Transmuting Enemy Energy
Some clients ask for readings about people they think of as their enemies, and I’ve seen certain commonalities with this over the years. In these relationships there are typically an energy pattern that has formed to create a dynamic of mistrust, tension, and resentment.
One of the most prevalent issues I have noticed in terms of long-standing resentment or hatred towards another, is that both parties usually consider themselves the ‘victim,’ and that the other person is always in their mind the one who is in the wrong.
When you take it a level deeper, you usually find there was an initial intense or significant energy when these two people first met – be it a lover, friend, or work associate. It is usually a conflicting energy that sets the tone for their future ‘vibe’ with each other.
This initial energy has a resistance to it and eventually takes on a life of its own, separate from the two conflicting parties. Peel away the layers of this ‘enemy energy demon’ and you come to find it is essentially comprised of nothing more than simple fear.
Also, this enemy demon resists the idea of resolution and will not accept its own demise. It will do whatever it can to stay alive, and it feeds off the emotions anger, fear, and sadness. I believe this is what may be responsible for some suicides, violence, acts of terrorism, mass corruption, and others evil we see in the world.
There is never an excuse for violence. If someone is attacking or harming another person, safety and protection come first. Recovering from trauma is not typically something that happens quickly. However, when we are better informed about what is behind the behavior patterns of those who hate us, we can better see to the root of the disease.

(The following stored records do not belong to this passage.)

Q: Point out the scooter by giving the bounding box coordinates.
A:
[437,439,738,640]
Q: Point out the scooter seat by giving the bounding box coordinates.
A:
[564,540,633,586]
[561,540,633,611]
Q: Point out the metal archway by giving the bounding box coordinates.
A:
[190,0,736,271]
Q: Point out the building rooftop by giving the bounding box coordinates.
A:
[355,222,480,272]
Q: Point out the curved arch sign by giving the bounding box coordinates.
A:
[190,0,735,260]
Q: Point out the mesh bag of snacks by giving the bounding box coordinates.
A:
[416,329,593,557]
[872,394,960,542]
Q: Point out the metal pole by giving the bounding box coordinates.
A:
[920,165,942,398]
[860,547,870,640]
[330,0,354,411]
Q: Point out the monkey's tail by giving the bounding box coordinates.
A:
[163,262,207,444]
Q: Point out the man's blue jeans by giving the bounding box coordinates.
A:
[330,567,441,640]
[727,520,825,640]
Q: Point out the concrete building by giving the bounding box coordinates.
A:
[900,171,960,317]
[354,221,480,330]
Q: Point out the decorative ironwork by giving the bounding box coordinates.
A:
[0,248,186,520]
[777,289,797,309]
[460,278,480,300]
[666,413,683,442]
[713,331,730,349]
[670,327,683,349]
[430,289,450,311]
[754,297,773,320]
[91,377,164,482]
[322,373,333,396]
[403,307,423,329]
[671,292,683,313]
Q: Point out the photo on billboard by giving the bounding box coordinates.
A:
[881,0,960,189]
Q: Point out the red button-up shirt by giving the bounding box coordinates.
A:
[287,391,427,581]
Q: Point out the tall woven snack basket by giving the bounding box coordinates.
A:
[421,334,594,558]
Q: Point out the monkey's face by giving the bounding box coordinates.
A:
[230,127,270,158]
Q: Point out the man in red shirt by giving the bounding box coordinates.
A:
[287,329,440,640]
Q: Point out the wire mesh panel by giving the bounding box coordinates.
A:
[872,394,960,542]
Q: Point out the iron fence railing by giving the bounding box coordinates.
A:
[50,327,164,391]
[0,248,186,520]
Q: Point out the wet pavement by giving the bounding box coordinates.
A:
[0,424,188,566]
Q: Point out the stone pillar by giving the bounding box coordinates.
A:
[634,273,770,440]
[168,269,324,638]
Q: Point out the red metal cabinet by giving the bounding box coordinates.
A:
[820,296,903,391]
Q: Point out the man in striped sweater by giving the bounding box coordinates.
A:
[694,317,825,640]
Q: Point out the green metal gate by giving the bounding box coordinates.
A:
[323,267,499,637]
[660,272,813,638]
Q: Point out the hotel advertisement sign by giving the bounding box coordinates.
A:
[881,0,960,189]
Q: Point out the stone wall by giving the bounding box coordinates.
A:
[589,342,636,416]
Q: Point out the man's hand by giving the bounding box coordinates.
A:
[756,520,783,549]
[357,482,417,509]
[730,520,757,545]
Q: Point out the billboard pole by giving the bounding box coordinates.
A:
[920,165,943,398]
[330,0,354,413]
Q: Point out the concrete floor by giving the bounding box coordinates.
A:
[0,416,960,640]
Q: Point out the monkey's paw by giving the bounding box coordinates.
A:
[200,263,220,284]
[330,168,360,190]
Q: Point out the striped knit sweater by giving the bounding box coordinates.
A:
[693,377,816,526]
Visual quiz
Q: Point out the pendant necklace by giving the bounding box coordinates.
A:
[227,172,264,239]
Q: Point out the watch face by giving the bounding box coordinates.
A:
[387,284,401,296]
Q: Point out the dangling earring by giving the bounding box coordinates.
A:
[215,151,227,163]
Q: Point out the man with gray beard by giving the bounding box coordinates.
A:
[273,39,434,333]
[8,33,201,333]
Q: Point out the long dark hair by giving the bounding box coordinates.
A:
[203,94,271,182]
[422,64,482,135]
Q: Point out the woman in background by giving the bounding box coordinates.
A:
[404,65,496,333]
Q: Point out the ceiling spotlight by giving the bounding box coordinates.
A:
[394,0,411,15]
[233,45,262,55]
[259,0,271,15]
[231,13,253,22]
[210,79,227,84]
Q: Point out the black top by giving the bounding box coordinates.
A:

Free Your Soul From Toxic Negativity
It is usually advisable to get over it and move on. When we continue to vent about people or things that annoy or frustrate us, or when we cannot forgive someone who has wronged us, and we go on, and on, and on about it, we are affirming the negative and attracting more of the same energy into our life.
Revenge or vitriol does absolutely no harm to another person, only to the person pursuing it. Anger or hatred does not affect the other person, only the person sending it out. What comes from your own spirit, your thoughts, words, actions, is what you will create in your own life. You are hurting or changing no one with your negative feelings other than yourself.
That person who hurt you has moved on with their life. In fact, they might even be living their best life, while you are still stuck and stagnant in the pain and misery of the past. It only becomes baggage that carries forward into the now, and into the future.
I once had a client who obsessively held onto anger, hatred, spite, and revenge towards her ex for over a decade. She could not figure out why every new relationship and project in her life since then failed miserably, usually with almost the same endings.
Finally, after years of struggling to bring her different insights, she was able to look at the person who hurt her, release his memory with loving, forgiving energy, and let the whole thing go. Then, as I had predicted, the next person who came into her life was everything she had always wanted in a partner!
In fact, her new beloved was far better than anything she ever had with Mr. Most Hated, before it went wrong, and had she continued on her path of anger and toxic baggage carrying, this new love miracle would most likely never have happened.